In compliance with the provisions of Organic Law 15/1999, December 13, Protection of Personal Data (‘LOPD’), and the new General Data Protection Regulation (EU GDPR 2016/679) of 24 May 2016, we inform you that your personal data and information that you provide us when completing this electronic form, will be incorporated into a personal data file owned by the owner indicated below.

In this sense, we inform you that the collection and processing of your data is intended to resolve the queries raised about the content of this website. The fields marked with an asterisk are mandatory, being impossible to carry out the purpose expressed if you do not provide that data.

In order to use the consultation form, it is essential to check the box of acceptance of the use of your data, this implies that you express your consent so that the data provided are incorporated into an automated file owned by the owner indicated below.

Also, please do not incorporate, in any case, data relating to your health, racial or ethnic origin, religious or philosophical beliefs, political opinions, trade union affiliation, sex life, sexual orientation, genetic data, biometric data or data relating to the commission of criminal or administrative offences. If you do so in error, please contact us immediately to remove them from our database.

In any case, you can exercise the rights of Access, Opposition, Rectification, Suppression, Portability, Limitation and not be subject to individualized decisions, provided for by the Law, by sending an email to the person responsible for the file to the info@xdataser.com address, indicating your name and surname, and including as a subject of the mail “GDPR Rights”.

How long we keep your data

If you leave a comment, the comment and its metadata are retained indefinitely. This is so that we can recognize and approve successive comments automatically instead of keeping them in a moderation queue.

If as a user you register on our website (if applicable), we also store the personal information you provide in your user profile.
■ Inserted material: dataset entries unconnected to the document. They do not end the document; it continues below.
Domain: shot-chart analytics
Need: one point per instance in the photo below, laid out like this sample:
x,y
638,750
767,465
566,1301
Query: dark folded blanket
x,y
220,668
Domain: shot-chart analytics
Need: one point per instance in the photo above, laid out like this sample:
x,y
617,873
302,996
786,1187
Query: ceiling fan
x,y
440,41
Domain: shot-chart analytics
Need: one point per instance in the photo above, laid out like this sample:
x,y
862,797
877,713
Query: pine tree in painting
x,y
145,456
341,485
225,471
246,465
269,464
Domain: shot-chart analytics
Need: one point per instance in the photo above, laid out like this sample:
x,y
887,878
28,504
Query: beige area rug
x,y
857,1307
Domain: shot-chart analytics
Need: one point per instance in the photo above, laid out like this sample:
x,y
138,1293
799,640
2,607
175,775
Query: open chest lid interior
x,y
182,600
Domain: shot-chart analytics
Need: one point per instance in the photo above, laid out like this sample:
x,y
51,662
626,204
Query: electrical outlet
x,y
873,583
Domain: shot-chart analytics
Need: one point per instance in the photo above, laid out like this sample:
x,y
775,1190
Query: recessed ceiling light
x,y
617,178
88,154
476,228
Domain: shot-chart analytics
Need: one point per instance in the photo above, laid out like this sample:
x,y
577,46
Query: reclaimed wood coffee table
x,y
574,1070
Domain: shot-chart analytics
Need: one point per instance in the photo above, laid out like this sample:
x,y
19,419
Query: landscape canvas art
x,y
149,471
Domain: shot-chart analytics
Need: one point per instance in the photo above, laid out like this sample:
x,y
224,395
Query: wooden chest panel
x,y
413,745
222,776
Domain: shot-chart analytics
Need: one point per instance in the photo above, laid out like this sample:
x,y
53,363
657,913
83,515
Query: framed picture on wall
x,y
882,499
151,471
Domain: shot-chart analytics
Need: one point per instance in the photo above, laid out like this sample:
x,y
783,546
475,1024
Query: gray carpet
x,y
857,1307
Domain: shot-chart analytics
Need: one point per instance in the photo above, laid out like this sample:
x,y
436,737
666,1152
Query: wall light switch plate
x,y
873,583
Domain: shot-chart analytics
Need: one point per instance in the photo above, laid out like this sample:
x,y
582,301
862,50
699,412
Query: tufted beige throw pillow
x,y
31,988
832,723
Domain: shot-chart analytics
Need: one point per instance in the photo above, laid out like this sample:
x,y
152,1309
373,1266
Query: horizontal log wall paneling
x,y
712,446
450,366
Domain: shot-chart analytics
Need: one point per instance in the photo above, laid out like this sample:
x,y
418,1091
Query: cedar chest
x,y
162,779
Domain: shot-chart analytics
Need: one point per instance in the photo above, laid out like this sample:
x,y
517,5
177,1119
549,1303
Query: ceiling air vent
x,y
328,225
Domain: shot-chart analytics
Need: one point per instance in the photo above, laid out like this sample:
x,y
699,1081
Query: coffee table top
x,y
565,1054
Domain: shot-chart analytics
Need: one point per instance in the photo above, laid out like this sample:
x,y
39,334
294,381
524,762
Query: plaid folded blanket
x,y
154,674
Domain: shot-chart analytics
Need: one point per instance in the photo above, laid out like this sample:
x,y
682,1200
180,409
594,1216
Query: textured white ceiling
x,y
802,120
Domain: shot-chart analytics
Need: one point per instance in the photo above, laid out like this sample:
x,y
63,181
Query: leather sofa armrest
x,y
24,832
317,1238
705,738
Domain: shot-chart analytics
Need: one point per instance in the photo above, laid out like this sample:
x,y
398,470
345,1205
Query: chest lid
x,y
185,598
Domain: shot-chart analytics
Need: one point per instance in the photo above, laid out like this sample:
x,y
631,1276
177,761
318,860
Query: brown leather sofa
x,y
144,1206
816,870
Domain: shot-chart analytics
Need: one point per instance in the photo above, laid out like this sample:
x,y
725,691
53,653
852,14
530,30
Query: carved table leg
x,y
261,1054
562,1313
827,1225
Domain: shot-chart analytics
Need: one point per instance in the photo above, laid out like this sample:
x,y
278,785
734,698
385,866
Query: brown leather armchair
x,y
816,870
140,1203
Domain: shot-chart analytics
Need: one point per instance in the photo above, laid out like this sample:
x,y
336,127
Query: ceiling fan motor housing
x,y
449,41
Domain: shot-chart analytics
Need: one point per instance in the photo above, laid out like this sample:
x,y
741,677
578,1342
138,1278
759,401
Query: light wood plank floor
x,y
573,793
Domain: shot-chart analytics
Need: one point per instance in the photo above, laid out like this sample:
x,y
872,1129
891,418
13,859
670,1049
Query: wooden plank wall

As a user, you can view, edit, or delete your personal information at any time (except that you can’t change your username). Web administrators can also view and edit that information.

The data collected to complete an invoice will be kept for 6 years after the close of the annual audit, by legal instructions of our financial advisors. If it is requested to be deleted, we will anonymously delete your data and/or delete your information from publicly accessible sites.